As the first day of the strike began, it became obvious that the divisions within the student body remained. “The previous night’s fiasco had proved little except the existence of the people concerned. There was almost no cooperation between opposing factions and nothing constructive was being accomplished,” wrote one student. Even though the students had agreed to strike the night before, the vast majority still attended classes the next day, to the annoyance of the radical factions. No academic amnesty had been granted and failed classes could expose students to the draft – for many, these stakes proved too high despite their political leanings.
Even those fully committed to the cause questioned the method: “The complaints of these students were political rather than academic; therefore, a protest which disrupted the academic system of which they are voluntarily a part seems misdirected,” argued one student. When only 350 students showed up to the Tuesday morning meetings, many concluded that “it looked pretty much as if the Dickinson strike was over before it began.”
The students who did attend these meetings began drafting the objectives of the strike. At the 11 am meeting, this assembly listed the immediate U.S. withdrawal from Southeast Asia, the release of all political prisoners, the severing of ties between the College and the Pentagon through the abolishment of ROTC, and academic amnesty for striking students. The students also agreed to plan a march on the War College for Friday to coincide with the visit of General William Westmoreland, the former leader of the US army in Southeast Asia, for VE day ceremonies and the dedication of the Bradley Museum. “We were fortunate in having the War College here because it was a clear, obvious symbol of the U.S. military,” remembers Pierce Bounds, “that’s where they send all their best and brightest colonels to learn the arts of war.”
Later at 2 pm, the student assembly met once more and formed committees. They announced that a general assembly would be held on Wednesday to vote on a referendum to determine the aims of the strike, in hopes of moderating some more radical proposals to “be palatable to the student body.”
While some students built coalitions, the growing frustration of the fringe erupted into an unplanned sit-in around the inside and outside of Denny Hall. Alumnus Edward Guido remembers that the most extreme of this faction wanted to burn the building to the ground, recalling one of his Fraternity brothers who was highly influenced by Marxism telling him, “This is ridiculous, this is the time, this is the revolution, I’m going to take to the streets, property means nothing… we got to burn down Denny to show that property is irrelevant.” While some radicals flirted with actual destruction, most claimed the purpose of the sit in was to give students missing class an excuse and therefore avoid academic consequences. “This reasoning seems to lose weight when one realizes that by this time of day, most classes for the day were over. It seems to have been a move by the radical students to claim the support of the more moderate element, whose support they realized they had lost the evening before,” noted one student.
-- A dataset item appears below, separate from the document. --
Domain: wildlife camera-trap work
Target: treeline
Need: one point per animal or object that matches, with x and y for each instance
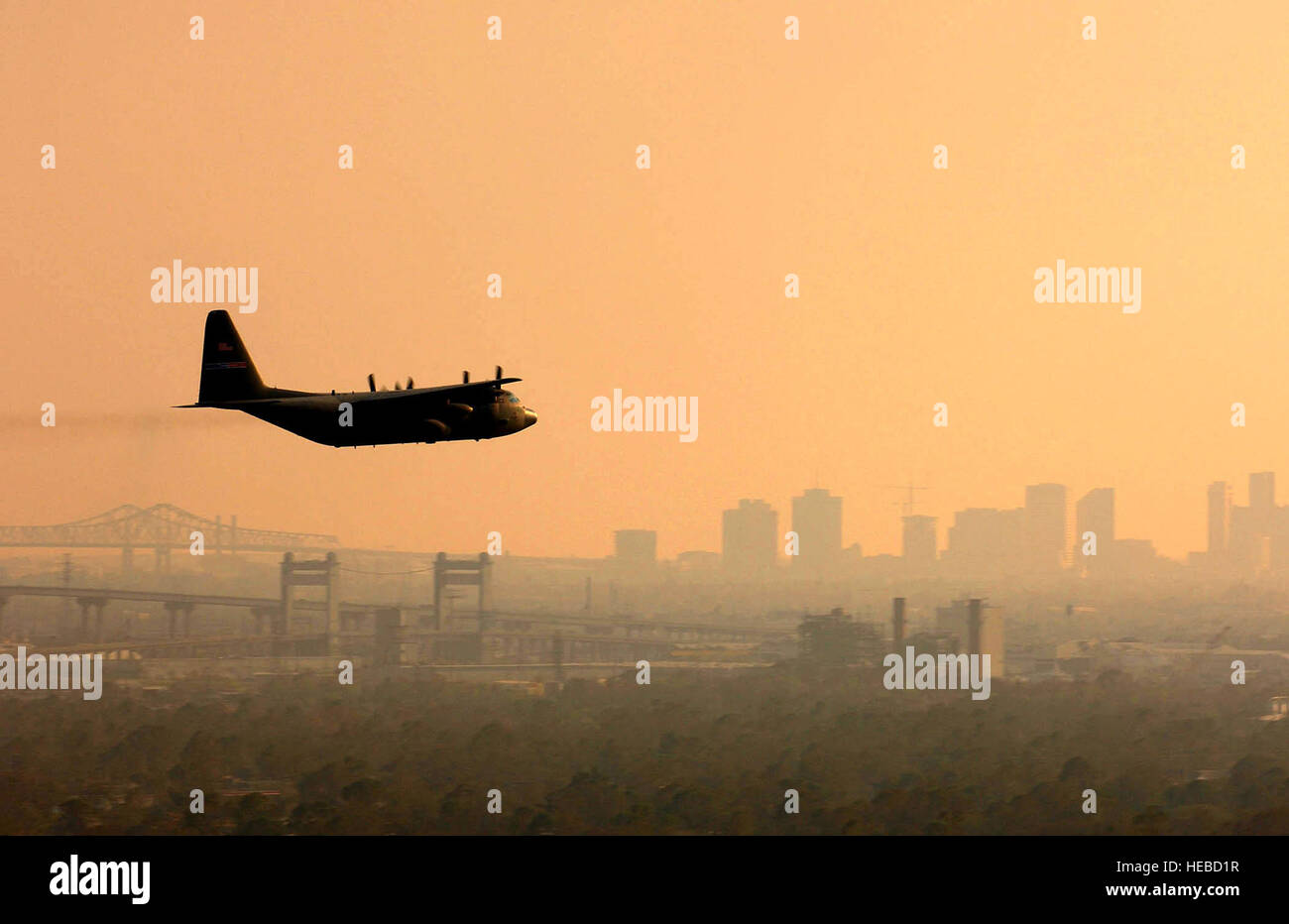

Regardless of the intent, few students or professors were actually affected. Vickie Kuhn, a secretary for the Political Science Department, recalled that they let her pass into the building without any trouble: “We thought they were probably just trying to make a statement, you know just be out front and make their feelings known about the war and everything,” Kuhn remembers. The sit-in attracted a considerable audience, who watched the “unorganized, unruly, and at times obscene” protesters from the Academic Quad.
Whatever the group’s intentions, the sit-in alienated moderate protesters already skeptical of the SDS. “For the most part, they were young radicals, some of whom I know personally, who were simply pleasure-seeking. I talked with one of my friends after the demonstration and he told me he had participated in it mostly because it was the ‘thing to do,’” recalled one student. The unplanned action proved immediately problematic to the more moderate students. “We really played at being hippies and played at being freaks,” explained Poole, “so I don’t think we really had the passion that people in places like Berkeley did.” The threats to burn down Denny and even the acts of civil disobedience were far beyond the comfort of the majority of the student body, and so the unplanned sit-in forced the moderates to question what exactly they had signed up for.
At 10 pm, Plymyer was faced with the formidable task of uniting a fractured student body after a day of serious division. As students gathered in the Social Hall, Plymyer pleaded for unity and constructive action and was met with a largely positive response. “Positive action was now a definite possibility, for a coalition, or at least a compromise between moderates and the more radical students now seemed possible,” wrote a student. Proposals for a letter writing campaign, hunger strike, and telegram campaigns were all met with approval and began to take shape.
A proposal for a teach-in was also approved and included diverse representatives including students from SDS, the Afro-American Society, moderate Sandy Weinberg and liberal Stan Shulman. One student wrote that while “skepticism was allowed, opposition was not”: when conservative Chris Zimmerman asked to join the panel, the assembly voted down his proposal. Shulman also proposed an item for the referendum asking that all Vietnamese who desired it be given American citizenship to “save as many lives as possible.” The proposal was received favorably and included on the referendum. SDS representative Greg Shumers described the war as “economic exploitation” and called for a coalition of students and workers to pressure Nixon into troop withdrawal. While diverse opinions were expressed, the Tuesday night meeting was considerably more efficient than the night before as students recognized the need to be strategic, instead of reactive.
While included on the teach-in panel, the African American students began to distance themselves from the movement as racial tensions increased that night. Late that evening, a young Black town resident was thrown out of Biddle House for “harassing” girls living in the dormitory. “As the meeting cleared out to see what had happened, racial tensions were extremely high,” remembered one student. Although the Afro-American Society made no declaration at the moment, the student recalls representative Ken Woodard saying, “No more talking, just fighting.” It was reported that later that night Woodard was involved in a physical confrontation with a white student.
For the majority of the protesters, however, Tuesday represented a major milestone: the major factions had successfully united. “By Tuesday night, the polarized feelings between moderates and radicals had healed; the moderates had become a little more radicalized, the radicals realizing that nothing could be accomplished, without some rational thinking. A new spirit of cooperation descended upon the meeting; unity became the key.”